His proposition would have Japan, which has been pursuing a stronger alliance with the U.S., more than double its defense budget.
Washington has been calling for Tokyo to share more of the burden for their collective security in the Indo-Pacific as China’s influence in the region continues to rise.
Japan has approved fiscal 2020 defense spending of 5.31 trillion yen ($50.5 billion), a record high but still just 0.9% of its GDP.
The Asian country has been careful to keep its defense budget under 1% of GDP in a so-called minimalist approach to security, conscious of concerns from neighboring South Korea and China, which have not forgotten World War II.
China announced this May a 2020 draft defense budget of 1.27 trillion yuan ($187 billion).
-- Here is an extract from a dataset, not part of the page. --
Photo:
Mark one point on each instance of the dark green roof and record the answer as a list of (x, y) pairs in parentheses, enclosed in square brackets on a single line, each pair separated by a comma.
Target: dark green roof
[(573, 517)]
The country’s military spending has hovered around 2% of GDP since 2000, according to the Washington-based Center for Strategic and International Studies.
Over the past year, Beijing has stepped up its activity near Japanese-administered Senkaku Islands, which it claims as the Diaoyu. It denies having an expansionist agenda.
“Washington needs to continue working with Tokyo to move Japan beyond its comfort zone to assume greater security roles with less restrictive rules of engagement,” wrote Bruce Klingner, senior research fellow for Northeast Asia at the Washington-based Heritage Foundation’s Asian Studies Center, in a report published last week.
The U.S. also reportedly asked Japan last year to quadruple payments for the continuing American military presence there.